Le Festival international du documentaire de Jihlava, c'est aussi un marché du film - chose importante, car le cinéma centre-européen, aussi intéressant soit-il, a sans doute un déficit en matière de production et de diffusion de films dans le monde. Ainsi, un forum de présentation de projets est organisé à chaque fois en marge du festival, par l'Institut tchèque du film documentaire, où les spécialistes de toute l'Europe aident les jeunes cinéastes et producteurs à trouver quelques bonnes pistes... Un atelier a été animé par Serge Lalou de la société de production Films d'ici. Promouvoir un film centre-européen aujourd'hui... ?S. L. : « Ce n'est pas facile. D'abord, il y a un apprentissage du marché international du documentaire qui est assez compliqué, parce qu'en fait, il y a des marchés du documentaire, des modes de distribution. Avoir l'énergie pour à la fois faire les films, arriver à trouver les moyens de les faire et avoir ensuite une possibilité financière et aussi le temps pour faire ce travail-là, ce n'est pas facile... »
Il y a un intérêt pour le cinéma est-européen au niveau international ?
« Oui, il y a un intérêt qui n'est pas encore aussi fort que pour des cinématographies asiatiques ou autres. Mais il y a un intérêt, un travail, une école forte du documentaire qui est connue.

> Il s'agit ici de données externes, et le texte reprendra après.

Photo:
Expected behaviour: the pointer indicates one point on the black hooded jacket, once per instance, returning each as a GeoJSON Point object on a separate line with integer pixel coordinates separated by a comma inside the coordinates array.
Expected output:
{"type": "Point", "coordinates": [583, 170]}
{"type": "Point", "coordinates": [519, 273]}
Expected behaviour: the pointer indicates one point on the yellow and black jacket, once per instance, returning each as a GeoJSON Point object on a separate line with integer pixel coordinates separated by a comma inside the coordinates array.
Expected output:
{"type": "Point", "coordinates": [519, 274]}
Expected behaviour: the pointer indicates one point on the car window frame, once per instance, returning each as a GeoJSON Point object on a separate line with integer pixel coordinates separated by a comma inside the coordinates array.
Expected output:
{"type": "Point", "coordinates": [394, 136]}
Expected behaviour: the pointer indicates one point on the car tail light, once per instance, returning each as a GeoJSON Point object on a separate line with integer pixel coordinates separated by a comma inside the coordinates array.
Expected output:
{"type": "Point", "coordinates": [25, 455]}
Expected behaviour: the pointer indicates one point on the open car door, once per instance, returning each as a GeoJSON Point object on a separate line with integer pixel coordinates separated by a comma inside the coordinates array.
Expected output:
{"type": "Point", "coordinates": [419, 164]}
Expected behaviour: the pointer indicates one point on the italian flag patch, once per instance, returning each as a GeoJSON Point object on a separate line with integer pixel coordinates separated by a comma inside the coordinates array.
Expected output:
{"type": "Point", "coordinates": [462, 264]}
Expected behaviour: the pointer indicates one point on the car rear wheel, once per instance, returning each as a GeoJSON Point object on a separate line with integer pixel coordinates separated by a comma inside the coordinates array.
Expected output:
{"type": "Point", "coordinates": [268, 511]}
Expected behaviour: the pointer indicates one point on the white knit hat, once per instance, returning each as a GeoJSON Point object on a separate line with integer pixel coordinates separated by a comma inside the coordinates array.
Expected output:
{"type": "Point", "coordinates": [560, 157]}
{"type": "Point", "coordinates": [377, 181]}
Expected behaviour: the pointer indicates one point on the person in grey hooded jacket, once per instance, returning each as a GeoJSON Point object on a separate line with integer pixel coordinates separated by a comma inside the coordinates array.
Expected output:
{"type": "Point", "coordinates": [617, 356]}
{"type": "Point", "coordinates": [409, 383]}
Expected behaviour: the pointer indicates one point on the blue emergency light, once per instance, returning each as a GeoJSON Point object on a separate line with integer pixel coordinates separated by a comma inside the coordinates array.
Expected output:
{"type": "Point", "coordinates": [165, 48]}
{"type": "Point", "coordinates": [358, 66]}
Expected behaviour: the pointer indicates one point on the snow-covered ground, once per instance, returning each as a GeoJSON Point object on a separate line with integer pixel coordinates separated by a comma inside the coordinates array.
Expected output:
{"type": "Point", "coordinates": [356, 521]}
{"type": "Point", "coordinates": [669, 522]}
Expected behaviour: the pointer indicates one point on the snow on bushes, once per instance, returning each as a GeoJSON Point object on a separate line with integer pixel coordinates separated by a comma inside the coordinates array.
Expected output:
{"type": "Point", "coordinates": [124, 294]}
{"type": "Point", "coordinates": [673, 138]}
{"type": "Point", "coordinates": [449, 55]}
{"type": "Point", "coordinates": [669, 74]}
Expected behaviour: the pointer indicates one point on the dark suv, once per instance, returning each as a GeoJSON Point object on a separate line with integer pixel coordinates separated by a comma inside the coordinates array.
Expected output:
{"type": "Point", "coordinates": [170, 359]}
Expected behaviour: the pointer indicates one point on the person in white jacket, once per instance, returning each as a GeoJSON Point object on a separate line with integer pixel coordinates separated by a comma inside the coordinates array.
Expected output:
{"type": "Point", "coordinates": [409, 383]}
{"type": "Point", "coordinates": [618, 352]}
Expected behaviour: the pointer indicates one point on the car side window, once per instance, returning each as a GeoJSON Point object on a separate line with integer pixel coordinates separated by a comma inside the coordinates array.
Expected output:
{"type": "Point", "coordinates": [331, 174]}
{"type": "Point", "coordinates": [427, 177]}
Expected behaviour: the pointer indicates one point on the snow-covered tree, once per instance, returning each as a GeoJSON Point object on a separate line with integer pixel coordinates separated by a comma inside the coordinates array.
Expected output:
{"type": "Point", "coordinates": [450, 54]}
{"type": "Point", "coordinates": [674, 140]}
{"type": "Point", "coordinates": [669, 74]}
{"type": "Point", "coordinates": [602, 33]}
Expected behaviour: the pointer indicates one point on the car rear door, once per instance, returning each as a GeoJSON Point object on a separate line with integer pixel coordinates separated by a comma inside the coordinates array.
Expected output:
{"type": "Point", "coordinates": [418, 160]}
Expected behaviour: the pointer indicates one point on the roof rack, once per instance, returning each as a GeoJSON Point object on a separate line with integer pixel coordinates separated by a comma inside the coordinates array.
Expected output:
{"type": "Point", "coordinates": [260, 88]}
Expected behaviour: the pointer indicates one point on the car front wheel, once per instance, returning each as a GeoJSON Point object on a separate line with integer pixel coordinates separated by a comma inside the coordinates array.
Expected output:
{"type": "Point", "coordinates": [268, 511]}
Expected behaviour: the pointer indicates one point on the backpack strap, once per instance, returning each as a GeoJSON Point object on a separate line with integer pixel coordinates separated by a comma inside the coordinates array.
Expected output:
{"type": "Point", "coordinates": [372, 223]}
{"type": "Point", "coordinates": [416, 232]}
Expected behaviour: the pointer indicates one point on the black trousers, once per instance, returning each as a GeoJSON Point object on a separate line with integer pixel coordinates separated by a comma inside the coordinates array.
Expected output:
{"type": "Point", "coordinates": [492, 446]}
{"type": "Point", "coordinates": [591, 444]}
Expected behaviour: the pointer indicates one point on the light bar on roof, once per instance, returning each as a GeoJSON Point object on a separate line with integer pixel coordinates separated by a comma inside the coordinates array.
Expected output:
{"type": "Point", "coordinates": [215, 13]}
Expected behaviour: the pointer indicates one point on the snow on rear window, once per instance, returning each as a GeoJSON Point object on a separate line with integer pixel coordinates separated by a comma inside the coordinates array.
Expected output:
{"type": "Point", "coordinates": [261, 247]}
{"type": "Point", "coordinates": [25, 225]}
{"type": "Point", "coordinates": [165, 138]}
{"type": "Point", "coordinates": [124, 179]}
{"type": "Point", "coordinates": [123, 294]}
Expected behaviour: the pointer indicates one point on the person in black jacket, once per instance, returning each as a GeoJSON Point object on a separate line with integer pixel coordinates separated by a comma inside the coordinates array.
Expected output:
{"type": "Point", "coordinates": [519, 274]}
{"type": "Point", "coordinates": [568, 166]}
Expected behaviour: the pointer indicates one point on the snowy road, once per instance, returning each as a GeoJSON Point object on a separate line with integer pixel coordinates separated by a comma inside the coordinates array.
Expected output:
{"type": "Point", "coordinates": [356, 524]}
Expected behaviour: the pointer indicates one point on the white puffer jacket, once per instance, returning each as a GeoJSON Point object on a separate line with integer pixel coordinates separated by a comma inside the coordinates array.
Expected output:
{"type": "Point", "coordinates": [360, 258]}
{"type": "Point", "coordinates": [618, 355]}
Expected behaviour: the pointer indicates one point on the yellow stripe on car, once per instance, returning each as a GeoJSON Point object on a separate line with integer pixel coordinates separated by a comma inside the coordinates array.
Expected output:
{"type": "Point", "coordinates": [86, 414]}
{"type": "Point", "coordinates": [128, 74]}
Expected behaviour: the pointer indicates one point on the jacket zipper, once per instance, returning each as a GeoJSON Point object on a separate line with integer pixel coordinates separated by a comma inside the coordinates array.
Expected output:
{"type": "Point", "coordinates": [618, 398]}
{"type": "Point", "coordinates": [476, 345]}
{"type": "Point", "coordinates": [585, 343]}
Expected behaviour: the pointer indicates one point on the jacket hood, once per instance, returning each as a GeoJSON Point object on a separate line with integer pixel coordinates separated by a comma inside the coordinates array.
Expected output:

Simplement, il faut se réorganiser. »
La réalisatrice Marta Hruba, venue à Jihlava avec son film sur les petits jardins privés des Pragois, m'a dit ce qu'elle attendait de ce forum de présentation de projets...
M. H. : « Je viens de terminer mes études à la FAMU, l'école de cinéma de Prague. Je présente ici mon premier projet que j'ai réalisé en tant que cinéaste professionnelle. J'espère trouver ici un soutien financier pour un nouveau film, négocier un contrat... »
En fin d'année, on pourra voir en salles un documentaire que cette jeune cinéaste a tourné en fin d'études à la FAMU :
« Il s'agit en fait d'une soirée composée de quatre films réalisés par les étudiants de la FAMU. Mon film s'appelle 'Les choses'. Il parle d'une société qui s'occupe des objets abandonnés, trouvés, par exemple, dans des domiciles des gens qui sont morts ou dont quelqu'un a voulu se débarrasser en déménageant. J'ai essayé de voir comment on peut leur donner une nouvelle vie. »
Et puisque, à part Marta, nous avons un peu laissé de côté cette fois-ci les femmes cinéastes, la semaine prochaine, vous pourrez en rencontrer deux, qui ont présenté leurs films à Jihlava : Helena Trestikova et Jana Bokova.